I dreamed of the night sky.
This is strange, because I don’t think it’s ever happened before. When I was little, about four or five, I had a nightmare that the sun disappeared. But, since then, my dreams have avoided the sky’s sunlit and starlit glare.
Last night I dreamed of Arcturus, the brightest star in the constellation Boötes. Or is it Böotes? I have no idea how to pronounce it, but I know it as one of the summer constellations, best visible in the northwest around 11 pm this time of year. It’s one of the few constellations visible behind Portland’s ugly light pollution.

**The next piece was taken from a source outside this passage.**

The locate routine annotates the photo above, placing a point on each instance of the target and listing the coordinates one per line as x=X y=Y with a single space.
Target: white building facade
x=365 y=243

Often, I’ll look out and see the smart, red glare of Arcturus, and I think first of Mars. When I first noticed it, I thought it was Mars. But in my dream I knew, without a doubt, that this star was Arcturus. I stopped at the window and looked up into the half-cloudy sky, and, there, Arcturus shone brightly, redly, vividly. That was my whole dream. So simple. So strange. I have to wonder if, perhaps, it means something. Maybe it was my deeper unconscious telling me to leave the city, and wander in search of darker skies? Maybe it was a moment of spiritual significance? Or maybe it was just a reminder not to forget that the sky is there, and that it’s beautiful? All I know is that, tonight, if the clouds dissipate, I’m going to stand at the window, watch the night sky, and greet Arcturus’ red-tinged light. I guess that will mean my dream has come true.